Not every actor could take the volatile Leslie through her highs and lows on Beyond the Gates | Image: CBS
Not every actor could take the volatile Leslie through her highs and lows on Beyond the Gates | Image: CBS

Dana Leslie Thomas (we don't know what her maiden name is; Thomas was shown to be her deceased husband Alan's surname in a flashback) quickly gets the “crazy” label slapped on her by pretty much everyone who meets her, but that isn't necessarily accurate. Is she cold-blooded? Yes. Calculating? Yes. Conniving? Oh, hell, yes. But crazy? The jury – likely the one she's going to be facing pretty soon – is still out on that one. Leslie hasn't shown any evident psychosis; she just wants what she wants and isn't afraid to do whatever she has to (especially if it's outside the box) in order to get whatever that happens to be.

Leslie's high degree of volatility isn't an iron-clad indication of mental instability either, but a character like hers isn't exactly the easiest to play. Guided by a less skillful actor, it wouldn't take much for Leslie to come off as over-the-top, cliché, and, as Kat or Chelsea might say, “cringe.” Thankfully, Mann-Grant can navigate Leslie's eccentricities without crossing the line into caricature, and this week, Leslie's mood ring got a few new colors for the actor to sink her teeth into.

We've seen Leslie tease before – coming on to both Teds (previous portrayer Maurice Johnson and his replacement Keith D. Robinson), for example – but this week Mann-Grant got to up Leslie's ante. She brought some extra naughtiness as Leslie accelerated her attempt to entice Ted with memories of their extramarital lovemaking. Mann-Grant made Leslie slinky and flirty, and one has to imagine that it's been a very long time – probably long before Alan's death – since Leslie got some TLC, and not the '90s group.

But in Mann-Grant's hands, Leslie proficiently rode the wave from sinuous to serious. Lying that Eva had asked Leslie if her parents were getting back together, Leslie had to brave Ted's voracious reply in the negative, after which she found an opening to pose the most sincere question we've seen her ask: “Was there ever anything real between us, Ted?” In that moment, Mann-Grant let us see behind the enigmatic façade Leslie usually labors under, and she also made the hurt Leslie usually buries under anger palpable when Ted snapped that, while he agreed he should team up with Leslie to co-parent Eva, there really wasn't anything Eva could learn from Leslie's example of goal setting. Ouch.

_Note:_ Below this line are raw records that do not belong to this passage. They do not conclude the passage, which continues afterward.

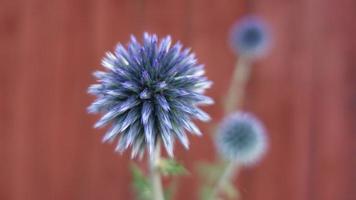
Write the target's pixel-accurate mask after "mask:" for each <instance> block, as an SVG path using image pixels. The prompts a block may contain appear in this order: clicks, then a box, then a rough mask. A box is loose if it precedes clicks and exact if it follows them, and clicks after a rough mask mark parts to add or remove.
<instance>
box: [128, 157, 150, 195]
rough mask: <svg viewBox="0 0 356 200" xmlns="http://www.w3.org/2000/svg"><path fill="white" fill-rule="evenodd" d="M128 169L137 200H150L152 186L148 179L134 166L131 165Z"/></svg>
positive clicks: (139, 169)
mask: <svg viewBox="0 0 356 200" xmlns="http://www.w3.org/2000/svg"><path fill="white" fill-rule="evenodd" d="M130 168H131V174H132V178H133V188H134V190H135V195H136V198H137V200H152V186H151V182H150V181H149V179H148V178H147V177H146V176H145V175H144V173H143V172H142V170H141V169H140V168H139V167H138V166H137V165H136V164H134V163H132V164H131V167H130Z"/></svg>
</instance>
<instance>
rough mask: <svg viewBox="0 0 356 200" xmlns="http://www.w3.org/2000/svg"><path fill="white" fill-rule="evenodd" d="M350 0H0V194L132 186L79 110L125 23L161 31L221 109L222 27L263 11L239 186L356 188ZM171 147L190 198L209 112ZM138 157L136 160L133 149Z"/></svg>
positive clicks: (250, 84)
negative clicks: (101, 142)
mask: <svg viewBox="0 0 356 200" xmlns="http://www.w3.org/2000/svg"><path fill="white" fill-rule="evenodd" d="M355 7H356V2H355V1H353V0H339V1H336V0H326V1H325V0H301V1H295V0H287V1H281V0H270V1H262V0H254V1H245V0H238V1H237V0H219V1H217V0H152V1H148V0H100V1H99V0H52V1H45V0H0V58H1V61H2V64H1V66H0V162H1V163H0V199H1V200H22V199H26V200H42V199H43V200H47V199H54V200H55V199H66V200H71V199H73V200H74V199H86V200H87V199H93V200H94V199H95V200H96V199H106V200H111V199H113V200H114V199H122V200H124V199H133V196H134V195H133V192H132V189H131V186H130V184H131V183H130V181H131V177H130V173H129V171H128V167H129V164H130V160H129V156H128V154H124V155H122V156H119V155H117V154H115V153H114V152H113V145H109V144H101V142H100V141H101V136H102V134H103V132H104V130H94V129H93V128H92V126H93V124H94V122H95V120H97V119H98V116H91V115H88V114H87V113H86V107H87V106H88V105H89V104H90V102H91V101H92V100H93V98H92V97H90V96H88V95H87V94H86V89H87V87H88V86H89V85H90V84H91V83H93V81H94V80H93V78H92V76H91V73H92V72H93V71H94V70H96V69H100V66H99V65H100V60H101V57H102V56H103V55H104V53H105V51H108V50H112V49H113V47H114V46H115V44H116V43H117V42H122V43H126V42H127V41H128V39H129V36H130V34H132V33H133V34H136V35H140V34H141V33H142V32H143V31H149V32H154V33H158V35H159V36H164V35H167V34H171V35H172V36H173V39H174V40H175V41H177V40H179V41H181V42H182V43H183V44H184V45H185V46H190V47H192V49H193V51H194V52H195V53H196V54H197V57H198V59H199V61H200V62H201V63H204V64H205V65H206V67H207V76H208V77H209V78H210V79H212V80H213V81H214V86H213V88H212V89H211V90H209V91H208V94H209V95H211V96H212V97H214V99H216V104H215V105H214V106H211V107H207V108H206V109H205V110H206V111H207V112H209V113H210V114H211V115H212V116H213V118H214V122H218V121H219V120H220V119H221V118H222V107H221V104H222V102H223V97H224V94H225V92H226V89H227V85H228V84H229V78H230V75H231V72H232V70H233V66H234V63H235V60H236V58H235V57H234V55H233V54H232V53H231V51H230V49H229V47H228V43H227V35H228V33H229V29H230V26H231V24H232V23H233V22H234V21H235V20H236V19H238V18H239V17H241V16H243V15H244V14H247V13H256V14H259V15H261V16H263V17H264V18H265V19H266V20H267V21H268V22H270V24H271V26H272V28H273V29H272V30H273V36H274V37H273V38H274V46H273V49H272V51H271V53H270V55H269V56H268V57H266V58H264V59H261V60H259V61H258V62H256V64H255V67H254V69H253V72H252V78H251V81H250V82H249V84H248V92H247V99H246V100H247V103H246V105H245V109H247V110H250V111H253V112H254V113H256V114H257V115H258V116H259V117H260V118H261V119H262V120H263V121H264V122H265V124H266V127H267V129H268V131H269V134H270V148H269V153H268V154H267V156H266V158H265V160H264V161H263V162H262V163H261V164H260V165H258V166H256V167H253V168H250V169H244V170H243V171H242V173H241V177H239V179H238V180H237V181H236V185H237V186H239V189H240V192H241V196H242V199H245V200H257V199H264V200H276V199H277V200H279V199H280V200H282V199H283V200H284V199H289V200H329V199H330V200H334V199H340V200H354V199H356V191H355V190H354V188H355V187H356V173H355V172H354V169H355V168H356V158H355V155H356V149H355V146H356V138H355V133H356V123H355V119H356V90H355V85H356V68H355V65H356V40H354V39H353V38H354V37H355V35H356V26H355V23H354V21H355V19H356V13H355V11H354V8H355ZM199 126H201V127H202V128H203V130H204V132H206V134H205V135H204V136H203V137H202V138H197V137H190V139H191V149H190V150H189V151H185V150H184V149H183V148H182V147H181V146H180V145H177V146H176V157H177V158H178V159H179V160H181V161H182V162H184V163H185V164H186V165H187V167H188V168H189V169H190V170H191V171H192V175H190V176H186V177H183V178H182V179H181V186H180V187H179V190H178V192H177V194H176V195H175V196H176V199H192V200H193V199H197V188H198V184H199V182H198V179H197V176H196V173H195V172H194V168H195V165H194V163H195V161H198V160H208V161H213V160H214V159H215V156H214V153H213V151H214V150H213V148H214V147H213V145H212V142H211V138H210V137H209V131H208V129H209V127H210V126H209V125H207V124H199ZM141 164H142V165H144V163H141Z"/></svg>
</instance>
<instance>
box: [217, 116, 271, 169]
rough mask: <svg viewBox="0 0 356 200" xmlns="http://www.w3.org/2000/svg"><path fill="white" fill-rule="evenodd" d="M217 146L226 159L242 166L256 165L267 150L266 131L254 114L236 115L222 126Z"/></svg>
mask: <svg viewBox="0 0 356 200" xmlns="http://www.w3.org/2000/svg"><path fill="white" fill-rule="evenodd" d="M216 146H217V150H218V152H219V154H220V155H221V157H223V158H224V159H227V160H231V161H234V162H237V163H239V164H241V165H251V164H254V163H256V162H257V161H259V160H260V158H261V157H262V156H263V154H264V153H265V152H266V150H267V139H266V133H265V129H264V127H263V125H262V123H261V122H260V121H259V120H258V119H257V118H256V117H255V116H253V115H252V114H249V113H245V112H237V113H234V114H232V115H230V116H228V117H227V118H226V119H224V121H223V122H222V124H221V125H220V127H219V129H218V133H217V136H216Z"/></svg>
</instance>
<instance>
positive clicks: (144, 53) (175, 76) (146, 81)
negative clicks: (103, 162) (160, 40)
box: [88, 33, 213, 157]
mask: <svg viewBox="0 0 356 200" xmlns="http://www.w3.org/2000/svg"><path fill="white" fill-rule="evenodd" d="M171 42H172V41H171V37H170V36H167V37H165V38H163V39H162V40H161V41H158V38H157V36H156V35H150V34H147V33H145V34H144V36H143V42H142V44H141V43H139V42H138V41H137V40H136V38H135V37H134V36H131V41H130V43H129V44H128V45H127V47H126V48H125V47H124V46H123V45H121V44H118V45H117V47H116V49H115V51H114V52H113V53H110V52H109V53H107V54H106V56H105V58H104V59H103V61H102V65H103V66H104V67H105V68H106V70H105V71H96V72H95V73H94V76H95V77H96V79H97V82H98V83H97V84H94V85H91V86H90V87H89V90H88V92H89V93H90V94H92V95H95V96H97V99H96V101H94V102H93V103H92V105H91V106H89V107H88V111H89V112H90V113H102V114H103V116H102V117H101V119H100V120H99V121H98V122H97V123H96V124H95V127H96V128H98V127H104V126H106V125H109V124H111V128H110V129H109V130H108V131H107V133H106V134H105V135H104V137H103V141H104V142H107V141H113V140H114V139H115V138H118V137H120V138H119V140H118V144H117V146H116V151H119V152H123V151H124V150H126V149H127V148H128V147H129V146H132V153H131V156H132V157H135V156H136V155H137V154H139V153H140V154H142V153H143V152H144V150H145V149H146V148H147V149H148V151H149V152H150V154H152V152H153V150H154V148H155V145H156V144H157V142H158V140H162V141H163V144H164V147H165V149H166V150H167V152H168V154H169V155H170V156H173V146H174V141H175V139H178V140H179V141H180V142H181V143H182V144H183V146H184V147H185V148H188V147H189V141H188V138H187V136H186V133H185V130H187V131H188V132H191V133H192V134H195V135H201V132H200V130H199V129H198V127H197V126H196V125H195V124H194V123H193V122H192V119H198V120H201V121H208V120H209V119H210V117H209V115H208V114H207V113H205V112H204V111H203V110H201V109H199V108H198V105H207V104H212V103H213V100H212V99H211V98H209V97H207V96H204V95H203V93H204V91H205V90H206V89H207V88H209V87H210V86H211V84H212V82H211V81H209V80H208V79H207V78H206V77H205V76H204V73H205V71H204V66H203V65H199V64H198V63H197V60H196V58H195V55H194V54H193V53H191V52H190V50H189V49H182V45H181V44H180V43H179V42H178V43H176V44H175V45H173V46H172V47H171Z"/></svg>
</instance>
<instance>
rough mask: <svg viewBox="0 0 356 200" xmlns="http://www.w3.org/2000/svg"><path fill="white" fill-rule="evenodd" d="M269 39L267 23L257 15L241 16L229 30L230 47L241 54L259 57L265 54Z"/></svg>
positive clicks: (257, 57) (268, 30)
mask: <svg viewBox="0 0 356 200" xmlns="http://www.w3.org/2000/svg"><path fill="white" fill-rule="evenodd" d="M270 41H271V38H270V34H269V27H268V25H267V24H266V23H265V22H264V21H263V19H261V18H259V17H257V16H246V17H244V18H242V19H241V20H240V21H238V22H236V23H235V24H234V25H233V27H232V30H231V35H230V43H231V47H232V49H233V50H234V52H235V53H236V54H238V55H241V56H247V57H250V58H259V57H261V56H263V55H265V54H266V52H267V51H268V50H269V47H270Z"/></svg>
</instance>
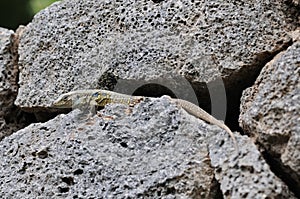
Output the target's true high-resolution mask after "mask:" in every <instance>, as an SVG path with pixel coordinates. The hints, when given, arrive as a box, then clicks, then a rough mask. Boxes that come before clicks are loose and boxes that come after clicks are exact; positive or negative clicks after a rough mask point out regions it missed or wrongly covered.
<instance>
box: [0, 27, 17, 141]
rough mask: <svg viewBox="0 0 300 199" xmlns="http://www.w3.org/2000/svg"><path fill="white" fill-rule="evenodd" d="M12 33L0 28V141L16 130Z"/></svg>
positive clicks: (6, 29) (15, 114)
mask: <svg viewBox="0 0 300 199" xmlns="http://www.w3.org/2000/svg"><path fill="white" fill-rule="evenodd" d="M15 39H16V34H14V31H12V30H7V29H4V28H0V140H1V139H2V137H3V136H5V135H8V134H11V133H12V132H14V131H15V130H17V129H18V128H20V125H18V122H17V121H16V118H15V117H16V113H17V111H16V110H15V107H14V100H15V99H16V96H17V92H18V85H17V77H18V67H17V64H16V57H17V54H16V47H15V45H14V41H15Z"/></svg>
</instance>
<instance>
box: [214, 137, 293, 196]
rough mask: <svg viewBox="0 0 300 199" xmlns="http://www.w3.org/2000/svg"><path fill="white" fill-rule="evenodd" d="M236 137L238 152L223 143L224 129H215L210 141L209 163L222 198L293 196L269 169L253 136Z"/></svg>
mask: <svg viewBox="0 0 300 199" xmlns="http://www.w3.org/2000/svg"><path fill="white" fill-rule="evenodd" d="M225 137H226V136H225ZM238 138H239V156H237V155H236V154H235V151H234V150H233V149H232V147H230V145H227V144H224V132H216V133H215V135H214V136H212V137H211V141H210V144H209V149H210V153H209V155H210V158H211V164H212V166H213V167H214V168H215V169H214V172H215V177H216V179H217V181H218V182H219V183H220V188H221V191H222V193H223V196H224V198H296V197H295V196H294V194H293V193H292V192H291V191H290V190H289V188H288V187H287V185H286V184H285V183H284V182H282V180H281V179H279V178H278V177H277V176H276V175H275V174H274V173H273V172H272V171H271V169H270V167H269V165H268V164H267V163H266V161H265V160H264V159H263V157H262V155H261V154H260V152H259V151H258V149H257V147H256V146H255V144H254V143H253V142H252V140H251V139H250V138H249V137H247V136H239V137H238Z"/></svg>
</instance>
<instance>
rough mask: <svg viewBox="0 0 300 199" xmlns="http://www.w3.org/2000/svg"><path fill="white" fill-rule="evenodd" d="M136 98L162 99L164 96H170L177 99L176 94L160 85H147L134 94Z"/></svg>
mask: <svg viewBox="0 0 300 199" xmlns="http://www.w3.org/2000/svg"><path fill="white" fill-rule="evenodd" d="M133 95H135V96H147V97H161V96H163V95H169V96H170V97H172V98H176V96H175V94H174V93H173V92H172V91H171V90H170V89H169V88H167V87H165V86H162V85H159V84H145V85H143V86H141V87H139V88H138V89H136V90H135V91H134V92H133Z"/></svg>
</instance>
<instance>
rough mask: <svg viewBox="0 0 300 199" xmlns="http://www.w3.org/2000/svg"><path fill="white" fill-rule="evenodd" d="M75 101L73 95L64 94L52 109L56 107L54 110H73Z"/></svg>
mask: <svg viewBox="0 0 300 199" xmlns="http://www.w3.org/2000/svg"><path fill="white" fill-rule="evenodd" d="M73 99H74V94H73V93H65V94H62V95H61V96H59V97H58V98H57V99H56V100H55V101H54V102H53V103H52V107H54V108H72V106H73Z"/></svg>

Of course, Leslie's gleeful gaslighting was back on full display when Kat walked in and Leslie pretended that Ted was trying to have sex with her. Mann-Grant also brought the fun as Leslie returned home from the encounter and gave herself a pep talk in front of her now-infamous mirror. It's this vibe that's made Leslie a hoot from the start, but her portrayer indeed brought Leslie to the doorstep of madness this time, the way Leslie flopped on the couch and kicked her legs in the air, praising herself for her chaos-causing brilliance.

Finally, we've seen Leslie cold as ice as well – particularly to Eva, lately, by whom Leslie feels betrayed for choosing the Richardsons over her. Leslie said as much as she advised her estranged daughter to pick up her garbage-bagged belongings and git – yet it was at that moment Mann-Grant showed us a humanity in Leslie that had never come across before. On the surface, Leslie was mocking, ordering the near-sobbing Eva to go back to her new fam, who were all better than Leslie. But while Mann-Grant maintained the chilliness, she also brought in sadness laid just beneath it, during which even the controlled Leslie couldn't prevent the tears from escaping. Many soap characters cry on the regular, but Leslie had never let herself succumb to that vulnerability until that moment, and it gave the wicked, villainous Leslie something she hadn't earned before – rooting value.

Who knew that Leslie has more layers than she has wigs? And Tricia Mann-Grant has command of all of them. Here's hoping we see even more of this complicated lady's nuances...before she inevitably gets carted off to jail, that is!

Beyond the Gates airs weekdays on CBS and streams on Paramount Plus.